The United Nations Environment Programme (UNEP) and the Government of Qatar are blazing the trail towards paper-free or near paperless conferences.
Delegates attending a global gathering under way in Doha, the Arabian Peninsula nation’s capital, on the ozone layer are being issued with laptops in a bid to minimize the use of paper for documents, reports and other publications.
UNEP and Qatar’s new paper-free bid is expected to curb the emission of harmful greenhouse gases.
“Tens of millions of tons of CO2, the principle greenhouse gas, are released as a result of the manufacture, printing and shipping of paper in the form of documents, publications and books,” said Achim Steiner, UNEP’s Executive Director. “The UN and its numerous meetings are no exception.”
Special software allows participants from 150 nations to share and amend papers during the 16-20 November meeting of the Parties to the Montreal Protocol and the Vienna Convention, both of which seek to protect the ozone layer.
The Montreal Protocol, which opened for signature on 16 September 1987, is an annex to the Vienna Convention for the Protection of the Ozone Layer, which entered into force that same year. Since the adoption of the two pacts, the international ozone regime has expanded to address almost 100 ozone-depleting chemicals for refrigeration, electronics, foam-making and other industries.
The pilot paperless programme will take its next big step forward next February at a meeting of the world’s environment ministers at UNEP’s headquarters in Nairobi, Kenya.
Participants at the current Qatar meeting are expected to discuss the cost – anywhere between more than $300 million to over $600 million – over the coming years of accelerating the freeze and phase-out of hydrochlorofluorocarbons (HCFCs), which are widely used in refrigeration systems and air conditioners and also propel global warming.
At the opening of the meeting yesterday, UNEP unveiled a new web portal that honours the visionaries, innovators and implementers behind the success of the Montreal Protocol, with efforts to bring it to reality having started in the 1970.

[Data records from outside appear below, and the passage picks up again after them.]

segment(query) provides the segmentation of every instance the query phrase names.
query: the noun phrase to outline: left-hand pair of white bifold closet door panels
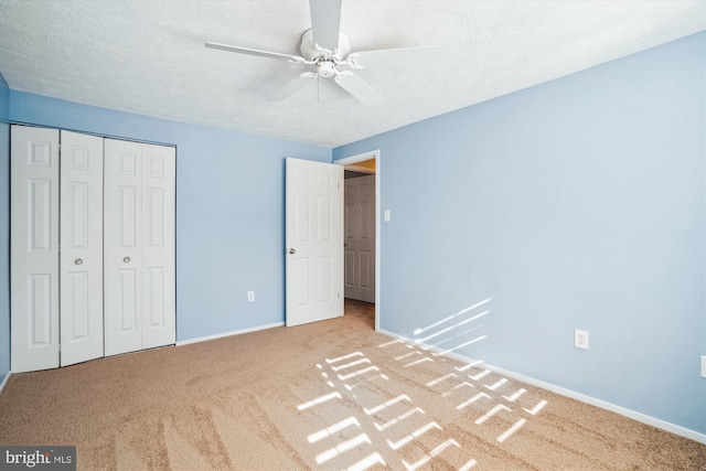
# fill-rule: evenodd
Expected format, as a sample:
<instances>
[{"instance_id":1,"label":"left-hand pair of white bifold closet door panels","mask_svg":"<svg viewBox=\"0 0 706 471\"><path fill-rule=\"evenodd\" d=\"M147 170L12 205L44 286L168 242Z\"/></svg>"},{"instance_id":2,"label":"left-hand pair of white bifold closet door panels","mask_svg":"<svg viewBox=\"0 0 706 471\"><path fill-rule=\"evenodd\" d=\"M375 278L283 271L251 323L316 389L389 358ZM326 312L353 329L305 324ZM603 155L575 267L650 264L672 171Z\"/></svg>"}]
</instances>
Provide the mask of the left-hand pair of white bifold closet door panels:
<instances>
[{"instance_id":1,"label":"left-hand pair of white bifold closet door panels","mask_svg":"<svg viewBox=\"0 0 706 471\"><path fill-rule=\"evenodd\" d=\"M97 358L103 139L22 126L11 132L12 371Z\"/></svg>"}]
</instances>

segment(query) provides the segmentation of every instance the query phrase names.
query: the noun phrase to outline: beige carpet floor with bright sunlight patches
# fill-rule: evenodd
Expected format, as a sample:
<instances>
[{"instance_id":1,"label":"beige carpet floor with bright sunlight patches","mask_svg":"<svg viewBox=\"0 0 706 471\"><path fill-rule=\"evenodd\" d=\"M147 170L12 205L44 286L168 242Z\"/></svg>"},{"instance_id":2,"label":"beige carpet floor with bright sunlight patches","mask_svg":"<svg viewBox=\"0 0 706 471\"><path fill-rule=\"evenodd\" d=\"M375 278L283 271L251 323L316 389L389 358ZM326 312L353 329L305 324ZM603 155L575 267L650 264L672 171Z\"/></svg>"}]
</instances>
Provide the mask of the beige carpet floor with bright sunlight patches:
<instances>
[{"instance_id":1,"label":"beige carpet floor with bright sunlight patches","mask_svg":"<svg viewBox=\"0 0 706 471\"><path fill-rule=\"evenodd\" d=\"M75 445L99 470L706 469L706 446L435 356L370 304L13 375L0 445Z\"/></svg>"}]
</instances>

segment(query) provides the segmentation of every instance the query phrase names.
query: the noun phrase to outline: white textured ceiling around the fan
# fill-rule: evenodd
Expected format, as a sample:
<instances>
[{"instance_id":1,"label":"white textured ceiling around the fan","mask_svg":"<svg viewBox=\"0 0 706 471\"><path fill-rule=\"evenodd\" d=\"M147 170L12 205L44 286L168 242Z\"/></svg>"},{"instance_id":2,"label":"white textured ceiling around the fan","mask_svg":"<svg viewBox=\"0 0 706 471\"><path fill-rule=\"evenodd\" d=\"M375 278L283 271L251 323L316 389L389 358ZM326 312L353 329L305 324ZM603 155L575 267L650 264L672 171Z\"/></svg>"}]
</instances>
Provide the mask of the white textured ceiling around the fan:
<instances>
[{"instance_id":1,"label":"white textured ceiling around the fan","mask_svg":"<svg viewBox=\"0 0 706 471\"><path fill-rule=\"evenodd\" d=\"M367 107L328 79L269 100L308 68L204 47L300 55L304 0L0 0L0 73L14 90L335 147L703 31L705 6L344 0L354 52L441 47L431 66L356 72L385 96Z\"/></svg>"}]
</instances>

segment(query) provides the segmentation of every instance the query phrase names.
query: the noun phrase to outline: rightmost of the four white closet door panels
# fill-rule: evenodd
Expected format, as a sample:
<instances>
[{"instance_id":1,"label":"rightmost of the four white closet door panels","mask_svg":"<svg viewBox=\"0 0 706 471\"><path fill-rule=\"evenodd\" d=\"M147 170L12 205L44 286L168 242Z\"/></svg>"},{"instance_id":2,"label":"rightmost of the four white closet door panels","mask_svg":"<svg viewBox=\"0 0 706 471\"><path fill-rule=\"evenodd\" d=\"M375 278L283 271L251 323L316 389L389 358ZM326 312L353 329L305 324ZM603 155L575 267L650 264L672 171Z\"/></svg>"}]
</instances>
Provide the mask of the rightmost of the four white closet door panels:
<instances>
[{"instance_id":1,"label":"rightmost of the four white closet door panels","mask_svg":"<svg viewBox=\"0 0 706 471\"><path fill-rule=\"evenodd\" d=\"M175 149L142 146L142 346L174 343Z\"/></svg>"}]
</instances>

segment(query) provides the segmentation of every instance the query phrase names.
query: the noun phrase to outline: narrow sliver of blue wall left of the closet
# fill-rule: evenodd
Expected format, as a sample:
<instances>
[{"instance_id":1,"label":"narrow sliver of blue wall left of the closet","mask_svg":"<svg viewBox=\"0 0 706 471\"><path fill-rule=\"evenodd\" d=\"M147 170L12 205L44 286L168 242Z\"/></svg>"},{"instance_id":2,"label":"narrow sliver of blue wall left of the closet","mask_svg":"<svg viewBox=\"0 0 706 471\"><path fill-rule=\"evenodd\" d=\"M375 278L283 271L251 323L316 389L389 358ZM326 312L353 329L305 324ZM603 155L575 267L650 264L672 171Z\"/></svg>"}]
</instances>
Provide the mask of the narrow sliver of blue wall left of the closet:
<instances>
[{"instance_id":1,"label":"narrow sliver of blue wall left of the closet","mask_svg":"<svg viewBox=\"0 0 706 471\"><path fill-rule=\"evenodd\" d=\"M0 384L10 372L10 89L0 74Z\"/></svg>"}]
</instances>

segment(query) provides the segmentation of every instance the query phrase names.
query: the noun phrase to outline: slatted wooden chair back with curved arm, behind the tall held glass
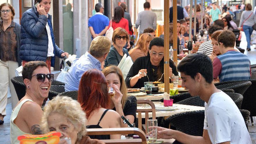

The pact “gives us hope and inspiration about what can be achieved collectively to protect the global environment,” Mr. Steiner said. “Developing and developed countries have worked side by side for the common good to set, meet and sustain precise, time-based compliance targets for eliminating an entire class of harmful chemicals, thereby helping to restore Earth’s precious ozone shield.”
The “Montreal Protocol’s Who’s Who” site is a collection of biographies of those who have worked to achieve the goals of the pact, and the site also allows people to nominate ozone protection champions to be added to the list.